Ficou nítido que o mundo olha para a China porque ali se desenha parte das respostas que todos estamos buscando responder: como crescer e ao mesmo refletir sobre não destruição, como inovar sem perder as raízes, como comunicar sem romper com a memória. A China está construindo sua narrativa com base em soberania e propósito coletivo. E nós, do Sul Global, temos muito a aprender e contribuir com isso.
Por isso, voltamos com os pés firmes e o coração aberto. Temos muito o que ver e ouvir por lá ainda, muitas perguntas ainda precisam serem feitas, mas testemunhamos uma sociedade em movimento, que articula governo, empresas, universidades, filantropia e organizações sociais em torno de uma agenda comum: mitigação, adaptação e bem-estar.

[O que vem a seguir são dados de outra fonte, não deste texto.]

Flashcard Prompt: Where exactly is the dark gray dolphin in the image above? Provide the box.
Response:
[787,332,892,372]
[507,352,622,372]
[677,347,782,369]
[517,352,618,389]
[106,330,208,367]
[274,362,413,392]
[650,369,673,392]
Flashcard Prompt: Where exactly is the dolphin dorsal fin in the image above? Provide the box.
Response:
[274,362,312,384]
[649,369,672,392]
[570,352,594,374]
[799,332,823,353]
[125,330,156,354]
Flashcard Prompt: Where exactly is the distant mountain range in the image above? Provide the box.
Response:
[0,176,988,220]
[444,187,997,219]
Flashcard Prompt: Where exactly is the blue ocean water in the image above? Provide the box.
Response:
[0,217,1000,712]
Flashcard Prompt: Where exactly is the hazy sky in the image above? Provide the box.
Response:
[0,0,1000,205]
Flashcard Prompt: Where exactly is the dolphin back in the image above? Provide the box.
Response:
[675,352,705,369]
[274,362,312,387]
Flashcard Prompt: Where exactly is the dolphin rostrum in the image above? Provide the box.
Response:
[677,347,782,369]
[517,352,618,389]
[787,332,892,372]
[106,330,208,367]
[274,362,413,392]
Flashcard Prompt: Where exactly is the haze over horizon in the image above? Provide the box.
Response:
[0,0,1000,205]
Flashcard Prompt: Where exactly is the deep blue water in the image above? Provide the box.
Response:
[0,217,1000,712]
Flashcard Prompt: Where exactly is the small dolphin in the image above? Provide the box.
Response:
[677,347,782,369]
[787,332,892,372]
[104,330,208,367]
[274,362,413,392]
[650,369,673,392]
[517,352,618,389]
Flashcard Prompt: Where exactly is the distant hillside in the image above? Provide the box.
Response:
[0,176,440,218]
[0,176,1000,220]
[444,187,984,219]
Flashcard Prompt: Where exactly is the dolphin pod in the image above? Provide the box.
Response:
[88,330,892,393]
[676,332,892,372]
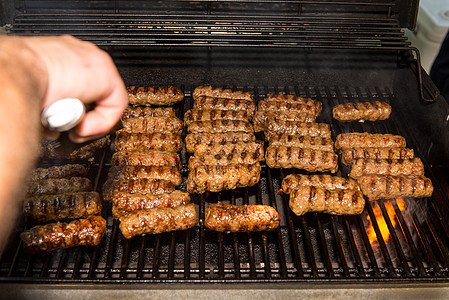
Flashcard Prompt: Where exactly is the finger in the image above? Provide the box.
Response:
[75,82,128,143]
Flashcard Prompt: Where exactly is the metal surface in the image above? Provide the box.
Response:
[0,1,449,287]
[0,87,449,283]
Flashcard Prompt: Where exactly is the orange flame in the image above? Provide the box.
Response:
[366,199,396,244]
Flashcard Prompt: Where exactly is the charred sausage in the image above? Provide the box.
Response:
[204,202,281,232]
[20,216,106,254]
[289,186,365,216]
[119,203,198,239]
[23,192,101,223]
[127,86,184,105]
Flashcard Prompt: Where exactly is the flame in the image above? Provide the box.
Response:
[396,198,405,211]
[366,199,396,245]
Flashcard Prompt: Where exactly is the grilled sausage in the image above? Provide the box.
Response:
[112,190,190,218]
[103,178,175,201]
[127,86,184,105]
[122,117,183,134]
[115,131,183,152]
[265,146,338,173]
[357,174,433,200]
[341,147,415,165]
[187,163,261,194]
[335,132,406,151]
[28,164,87,181]
[258,100,321,116]
[26,177,93,195]
[265,94,322,106]
[188,152,263,170]
[332,101,391,122]
[111,150,181,169]
[20,216,106,254]
[121,106,176,120]
[254,110,316,132]
[282,174,359,194]
[266,120,332,139]
[119,203,198,239]
[289,186,365,216]
[204,202,281,232]
[349,157,424,178]
[185,132,256,152]
[184,109,249,127]
[65,135,111,161]
[108,166,182,185]
[193,96,256,118]
[23,192,101,223]
[193,141,265,160]
[187,120,254,133]
[268,133,334,151]
[192,86,253,101]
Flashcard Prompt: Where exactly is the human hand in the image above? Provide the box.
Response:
[24,36,128,143]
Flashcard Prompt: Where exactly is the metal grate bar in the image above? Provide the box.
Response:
[56,250,68,278]
[167,232,176,279]
[344,219,366,277]
[120,239,131,279]
[315,213,335,278]
[104,219,118,278]
[276,168,304,278]
[412,212,441,274]
[365,201,396,277]
[393,203,426,276]
[354,216,381,278]
[379,203,411,276]
[136,235,146,278]
[330,216,350,277]
[151,234,161,278]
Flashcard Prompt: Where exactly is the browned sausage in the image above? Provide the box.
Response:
[186,132,256,152]
[23,192,101,223]
[341,147,415,165]
[184,109,249,127]
[111,150,181,169]
[27,177,93,195]
[357,175,433,200]
[122,117,183,134]
[268,133,334,151]
[121,106,176,120]
[204,202,281,232]
[103,178,175,201]
[265,146,338,173]
[192,86,253,101]
[193,96,256,118]
[108,166,182,185]
[349,157,424,178]
[115,131,182,152]
[112,190,190,218]
[119,203,198,239]
[332,101,391,122]
[188,152,263,170]
[29,164,87,181]
[265,120,332,139]
[289,186,365,216]
[127,86,184,105]
[254,110,316,132]
[282,174,359,194]
[335,132,406,151]
[20,216,106,254]
[187,163,261,194]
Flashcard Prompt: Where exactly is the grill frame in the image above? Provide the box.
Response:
[0,87,449,284]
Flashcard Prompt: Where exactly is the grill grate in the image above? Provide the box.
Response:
[0,87,449,283]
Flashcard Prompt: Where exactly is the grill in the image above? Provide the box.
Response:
[0,0,449,284]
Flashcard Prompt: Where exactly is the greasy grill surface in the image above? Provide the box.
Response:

Sentimos que é hora de chegarmos mais perto, de ocuparmos esse espaço, de cooperar com coragem e presença.
Então, por que todo mundo está indo para a China?
Porque ali há perguntas que o mundo inteiro precisa responder. Porque há lições de disciplina, coletividade, inovação e ancestralidade que nos tocam. Porque há espaço para diálogo, para novas narrativas e para construir um futuro que, respeitando as identidades orientais e ocidentais, é global, plural e solidário.
Voltamos com o desejo de continuar conectadas. De fazer com que essa viagem não termine no desembarque, mas se transforme em novas alianças, novas ideias e novos projetos. Voltamos acreditando que cooperar é o verbo do futuro.
Contamos com você nessa jornada.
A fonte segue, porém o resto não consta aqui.